We have lived like this for more than five years.
I love it.
I could go into a long spiel about why I love not having television. My main reasons include not letting brain-rotting, manipulative commercials, veiled (or not-so-veiled) pornography, and other immoral influences into my livingroom. (I mean, really: If these sit-com and drama situations were playing out live in your house, would you *really* just sit there and not throw these people out? I didn't think so.)
Besides, without the TV on all the time, our apartment is often blessedly quiet. Nobody comes in, flops down on the couch, and flips on the TV. I can hear myself think. It's so wonderful.
However, these aspects of our hardly-any-TV life aren't what I want to rant about this evening. ;o) No, the target I'm aiming for is actually the news.
Obviously, since we don't have TV, I don't watch the news. We don't get the newspaper, either. My only source for news are the headlines on the Yahoo! homepage.
Sometimes I click on these headlines, but mostly I don't. Nothing surprises me anymore. Not because I'm jaded, but because this is a fallen, sinful world, and evil, disturbed people are going to do evil, disturbed things. I don't need to know any of the details, because when you boil them down to their essentials, they all come back to the same thing: sin. There's only one way to combat sin, and that's with the Word of God. No branch of government in the world is going to be able to cure the evil of sin. Ever. So no news media can tell me anything about it that God's Word can't already tell me.
Anyway.... A few minutes ago, I glanced at Yahoo!'s news section and just had to shake my head at the things the news media thinks I should care about. Here are a few of my favorites:
How much are the Yankees (baseball team) worth?
Why should I care? I can't conceive of any situation in which this information could possibly make a difference in my life.
Which video game console is winning?
People are dying, and souls are being lost every second. Does the competition between video game consoles matter?
What's life really like after winning the lottery?
I don't think I should even comment on this one.
Then there's this: Woodstock for Capitalists.
I don't know what that means, but the headline was emblazoned across a picture of a man with purple hair. Not that I have anything against purple-haired men per se....but "Woodstock" and "capitalism" don't have particularly positive or interesting connotations for me.
Calif. station sued for Imus reruns
So what? By now, I'm thinking that I should be blogging something about all of these headlines, and I have no desire to click the link and read about yet another case of a celebrity earning somebody else's disapproval.

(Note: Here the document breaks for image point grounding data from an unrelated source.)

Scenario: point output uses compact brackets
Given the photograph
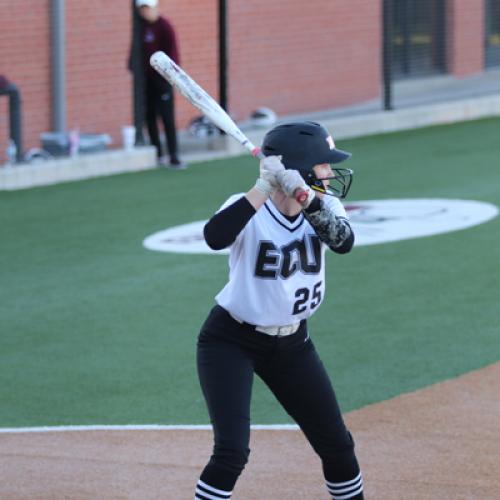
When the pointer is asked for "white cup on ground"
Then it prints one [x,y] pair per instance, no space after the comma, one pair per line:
[128,137]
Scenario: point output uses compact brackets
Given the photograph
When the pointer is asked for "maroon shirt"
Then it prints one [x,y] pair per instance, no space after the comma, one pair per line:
[156,36]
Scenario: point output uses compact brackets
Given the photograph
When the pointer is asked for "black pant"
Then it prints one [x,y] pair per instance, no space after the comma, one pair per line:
[228,355]
[160,102]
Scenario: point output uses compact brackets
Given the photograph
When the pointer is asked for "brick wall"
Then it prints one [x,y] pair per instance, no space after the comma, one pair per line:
[292,56]
[303,56]
[465,25]
[24,60]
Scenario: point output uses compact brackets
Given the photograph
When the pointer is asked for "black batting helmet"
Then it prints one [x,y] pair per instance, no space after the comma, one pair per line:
[302,145]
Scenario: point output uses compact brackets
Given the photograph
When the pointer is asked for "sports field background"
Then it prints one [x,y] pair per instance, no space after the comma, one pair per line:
[95,329]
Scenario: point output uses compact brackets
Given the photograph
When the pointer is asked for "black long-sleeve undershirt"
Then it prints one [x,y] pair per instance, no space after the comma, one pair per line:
[224,226]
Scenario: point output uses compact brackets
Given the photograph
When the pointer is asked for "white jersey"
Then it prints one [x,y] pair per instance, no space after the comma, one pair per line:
[276,268]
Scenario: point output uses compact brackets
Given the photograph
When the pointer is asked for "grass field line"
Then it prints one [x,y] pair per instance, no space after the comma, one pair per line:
[152,427]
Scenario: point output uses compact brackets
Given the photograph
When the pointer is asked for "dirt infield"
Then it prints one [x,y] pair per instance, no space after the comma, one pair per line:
[437,443]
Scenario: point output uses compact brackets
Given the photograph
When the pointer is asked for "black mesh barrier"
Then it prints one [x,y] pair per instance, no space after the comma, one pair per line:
[418,41]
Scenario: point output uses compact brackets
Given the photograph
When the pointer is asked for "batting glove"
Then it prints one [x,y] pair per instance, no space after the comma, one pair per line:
[291,182]
[270,166]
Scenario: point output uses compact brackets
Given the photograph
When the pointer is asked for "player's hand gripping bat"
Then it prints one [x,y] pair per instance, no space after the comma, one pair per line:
[206,104]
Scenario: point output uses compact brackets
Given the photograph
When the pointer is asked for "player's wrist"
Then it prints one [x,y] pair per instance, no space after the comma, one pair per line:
[311,196]
[264,187]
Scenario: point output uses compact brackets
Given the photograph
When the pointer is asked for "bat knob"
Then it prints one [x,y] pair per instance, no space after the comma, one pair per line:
[301,196]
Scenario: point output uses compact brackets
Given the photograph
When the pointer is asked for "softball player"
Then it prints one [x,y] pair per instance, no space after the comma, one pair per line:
[259,325]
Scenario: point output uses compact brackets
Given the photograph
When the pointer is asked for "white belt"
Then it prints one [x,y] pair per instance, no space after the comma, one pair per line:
[278,331]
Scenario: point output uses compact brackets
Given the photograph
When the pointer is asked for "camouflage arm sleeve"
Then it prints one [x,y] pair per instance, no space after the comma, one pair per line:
[334,230]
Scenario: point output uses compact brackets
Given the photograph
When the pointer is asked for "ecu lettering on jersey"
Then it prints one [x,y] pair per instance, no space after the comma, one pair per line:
[276,269]
[283,262]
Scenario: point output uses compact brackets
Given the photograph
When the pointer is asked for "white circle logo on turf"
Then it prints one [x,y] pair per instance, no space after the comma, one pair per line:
[374,221]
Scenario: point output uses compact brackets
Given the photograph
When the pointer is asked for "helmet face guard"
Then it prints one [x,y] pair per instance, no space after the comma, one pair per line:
[302,146]
[338,186]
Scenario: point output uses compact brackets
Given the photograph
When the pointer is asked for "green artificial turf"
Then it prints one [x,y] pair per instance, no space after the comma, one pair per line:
[95,329]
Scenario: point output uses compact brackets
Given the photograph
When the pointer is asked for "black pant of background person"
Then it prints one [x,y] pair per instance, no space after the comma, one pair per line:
[160,103]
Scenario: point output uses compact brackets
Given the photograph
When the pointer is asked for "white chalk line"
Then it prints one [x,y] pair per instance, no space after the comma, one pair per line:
[87,428]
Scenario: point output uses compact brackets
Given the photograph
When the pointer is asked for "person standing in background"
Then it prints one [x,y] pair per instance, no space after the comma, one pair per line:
[158,34]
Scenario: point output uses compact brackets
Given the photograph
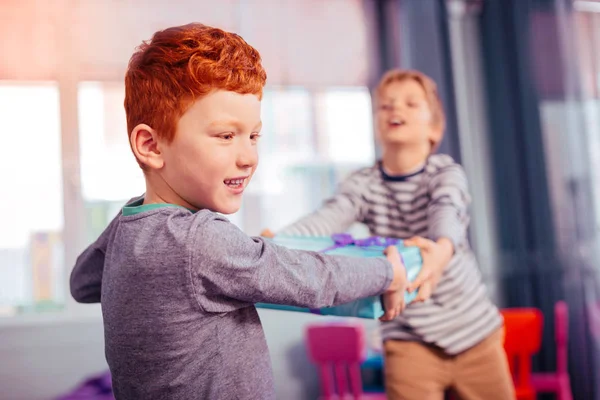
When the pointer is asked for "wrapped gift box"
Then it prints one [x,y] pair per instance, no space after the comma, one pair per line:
[346,245]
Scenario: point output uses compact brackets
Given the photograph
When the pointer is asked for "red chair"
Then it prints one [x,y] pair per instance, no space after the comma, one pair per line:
[338,349]
[557,382]
[522,339]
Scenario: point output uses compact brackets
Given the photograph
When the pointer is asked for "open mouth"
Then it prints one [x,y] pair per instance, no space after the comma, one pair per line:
[396,122]
[235,183]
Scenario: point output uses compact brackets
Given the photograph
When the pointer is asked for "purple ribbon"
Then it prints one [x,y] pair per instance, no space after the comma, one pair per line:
[345,239]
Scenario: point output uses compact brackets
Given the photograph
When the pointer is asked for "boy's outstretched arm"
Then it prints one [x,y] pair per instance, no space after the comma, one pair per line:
[86,277]
[227,266]
[335,215]
[448,220]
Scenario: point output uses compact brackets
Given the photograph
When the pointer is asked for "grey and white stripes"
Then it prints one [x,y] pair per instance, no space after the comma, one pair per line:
[432,203]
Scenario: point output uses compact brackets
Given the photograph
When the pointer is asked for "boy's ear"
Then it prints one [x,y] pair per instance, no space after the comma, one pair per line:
[436,135]
[144,143]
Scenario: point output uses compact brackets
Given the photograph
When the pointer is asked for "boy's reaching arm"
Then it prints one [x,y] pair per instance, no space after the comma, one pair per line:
[228,265]
[86,276]
[336,214]
[448,220]
[448,209]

Alec Baldwin explains himself on the Web
Yeah, the guy's a jerk for calling his 11-year-old daughter a "thoughtless pig." I won't disagree with anyone on that. But where are the articles about all the other billions of children in the world who are physically and mentally abused by their parents? The media spotlight falls on Baldwin because he's famous, while billions of children remain ignored because their parents don't happen to be celebrities. The media's hypocrisy is staggering.
And finally,
Schwarzenegger lets MTV 'pimp' his ride
I don't care how much a part of pop culture it is, to me the word 'pimp' will always be a vulgar word defining someone who makes deals for prostitutes. But that thought aside...why should I care *what* Arnold lets MTV do to his car? Good grief, people, it's a CAR, he's a MAN, and MTV is...well, I won't say it here. ;o)
I guess that for me, what it all boils down to is this: The news media and pop culture present these things as though they are significant. They're not. They are grass that grows for a day and then withers and is blown away. They are chaff that is flung to the wind and scatters. They sparkle in the morning sun but are dull and dead by evening.
"...[W]e look not to the things that are seen but to the things that are unseen. For the things that are seen are transient [pass away], but the things that are unseen are eternal."